The fact that all of this is intimately connected to the ongoing settler colonial genocide in Palestine (both for the 2024 laureates, and undoubtedly for those on the Riksbank Nobel committee that made the decision) was made abundantly clear by an article, entitled “Uncultured,” that Acemoglu and Robinson wrote in Foreign Policy in 2012. There (and in their book, Why Nations Fail) they argued that the “New Israelis,” Jewish migrants coming to Israel, brought with them “inclusive institutions” of an economic character, emanating from Europe, that promoted education, technology, and development. In contrast, “Palestinians,” we are told, “have not done well at creating the type of inclusive…institutions that are critical for generating economic development.” Israel, they claimed, was “the Middle East’s first democracy, but did not spread it to the Palestinians,” leading to conflict between a democratic/inclusive state (Israel) and a relatively “uncultured” authoritarian/undeveloped nation (Palestine). This resulted in turn in war and expropriation of Palestine’s poorly managed lands in the West Bank and elsewhere by Israel’s supposedly more inclusive, democratic, and economically developed society. In the process, untold numbers of Palestinians (though this is not acknowledged) were erased. Exterminism, the argument of the 2024 Riksbank “Nobel” laureates suggests, is good for capitalism, so it is good for the world. Yet, while such a crude ideological ploy, concealed behind the veil of the so-called “Nobel” prize in economics, has as its aim the justification of settler colonialism as an “inclusive” form of development, this is convincing only to a relatively small portion of the global population in the hegemonic imperialist states. The vast majority of the world’s people, free from all such illusions, are able to perceive this genocide denial for what it really is (Daron Acemoglu and James A. Robinson, “Uncultured: Mitt Romney Don’t Know Much About Economic History,” Foreign Policy [August 1, 2012]; Daron Acemoglu and James A. Robinson, Why Nations Fail [New York: Crown Business, 2012], 142–43).

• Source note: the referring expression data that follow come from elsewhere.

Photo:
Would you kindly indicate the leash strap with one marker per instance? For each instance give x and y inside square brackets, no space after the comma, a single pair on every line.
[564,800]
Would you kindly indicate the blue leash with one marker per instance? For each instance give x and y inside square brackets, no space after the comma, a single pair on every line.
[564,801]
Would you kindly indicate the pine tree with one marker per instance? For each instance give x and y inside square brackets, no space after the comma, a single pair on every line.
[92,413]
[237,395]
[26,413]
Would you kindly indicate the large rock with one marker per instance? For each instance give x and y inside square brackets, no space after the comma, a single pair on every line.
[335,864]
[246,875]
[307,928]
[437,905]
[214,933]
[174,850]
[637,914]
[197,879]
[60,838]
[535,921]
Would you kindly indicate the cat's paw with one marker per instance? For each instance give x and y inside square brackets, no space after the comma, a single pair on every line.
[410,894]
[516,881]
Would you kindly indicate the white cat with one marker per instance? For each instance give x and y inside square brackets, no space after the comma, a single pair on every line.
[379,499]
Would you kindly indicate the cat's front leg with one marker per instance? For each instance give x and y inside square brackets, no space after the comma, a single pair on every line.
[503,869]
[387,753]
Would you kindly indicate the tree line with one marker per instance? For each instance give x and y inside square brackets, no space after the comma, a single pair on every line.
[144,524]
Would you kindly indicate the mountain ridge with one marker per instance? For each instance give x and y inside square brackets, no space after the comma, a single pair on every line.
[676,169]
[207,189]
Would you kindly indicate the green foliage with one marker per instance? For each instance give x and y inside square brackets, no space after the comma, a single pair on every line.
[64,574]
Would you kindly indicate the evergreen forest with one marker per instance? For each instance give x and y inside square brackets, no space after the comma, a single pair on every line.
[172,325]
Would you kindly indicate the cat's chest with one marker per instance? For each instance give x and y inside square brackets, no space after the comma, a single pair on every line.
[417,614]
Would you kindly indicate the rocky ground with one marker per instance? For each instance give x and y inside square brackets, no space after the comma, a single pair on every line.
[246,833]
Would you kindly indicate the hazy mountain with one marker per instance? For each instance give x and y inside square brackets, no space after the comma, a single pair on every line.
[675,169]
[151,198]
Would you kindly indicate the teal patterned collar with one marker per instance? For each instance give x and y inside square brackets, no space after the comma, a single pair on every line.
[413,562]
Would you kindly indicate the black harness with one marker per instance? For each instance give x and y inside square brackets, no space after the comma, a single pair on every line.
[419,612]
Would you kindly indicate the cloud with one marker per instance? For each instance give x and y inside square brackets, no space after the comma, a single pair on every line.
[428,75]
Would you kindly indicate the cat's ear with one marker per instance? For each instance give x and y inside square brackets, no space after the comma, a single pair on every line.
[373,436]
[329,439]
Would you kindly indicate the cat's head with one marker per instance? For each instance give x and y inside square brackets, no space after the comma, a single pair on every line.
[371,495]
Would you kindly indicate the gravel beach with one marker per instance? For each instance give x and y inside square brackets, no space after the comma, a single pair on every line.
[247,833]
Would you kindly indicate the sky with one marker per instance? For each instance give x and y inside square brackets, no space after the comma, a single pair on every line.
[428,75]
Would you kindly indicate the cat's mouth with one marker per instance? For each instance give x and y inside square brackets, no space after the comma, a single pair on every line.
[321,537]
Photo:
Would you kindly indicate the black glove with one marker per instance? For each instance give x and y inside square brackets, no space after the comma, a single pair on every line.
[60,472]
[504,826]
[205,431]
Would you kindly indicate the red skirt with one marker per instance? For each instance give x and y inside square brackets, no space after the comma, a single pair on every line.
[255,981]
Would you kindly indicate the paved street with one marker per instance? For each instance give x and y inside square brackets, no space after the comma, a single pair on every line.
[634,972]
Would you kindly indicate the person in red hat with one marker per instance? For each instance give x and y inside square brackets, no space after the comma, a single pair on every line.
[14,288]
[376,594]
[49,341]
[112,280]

Michael Burawoy, one of the world’s most prestigious Marxist sociologists, was killed by a hit-and-run driver near his home in Oakland, California, on February 3, 2025, at age 77. Burawoy was a professor of sociology at the University of California, Berkeley. He was most famous for his 1979 book, Manufacturing Consent: Changes in the Labor Process Under Monopoly Capitalism, an ethnographic study of how workers routinely consent to their own exploitation, which was based on his work experience in a Chicago machine shop. As president of the American Sociological Association in 2004, he made his theme the advancement of public sociology, extending beyond the academy. He served as president of the International Sociological Association from 2010–2014. In the April–June 1990 issue of Socialist Review, Burawoy published an article titled “Marxism Is Dead, Long Live Marxism,” which was reprinted shortly afterwards in William K. Tabb, ed., The Future of Socialism: Perspectives from the Left (Monthly Review Press, 1990). There he strongly criticized what he called “the ‘Marxism is dead’ school,” arguing that as long as capitalism exists Marxism will be its nemesis, since the contradictions of the system will constantly reproduce the need for socialism.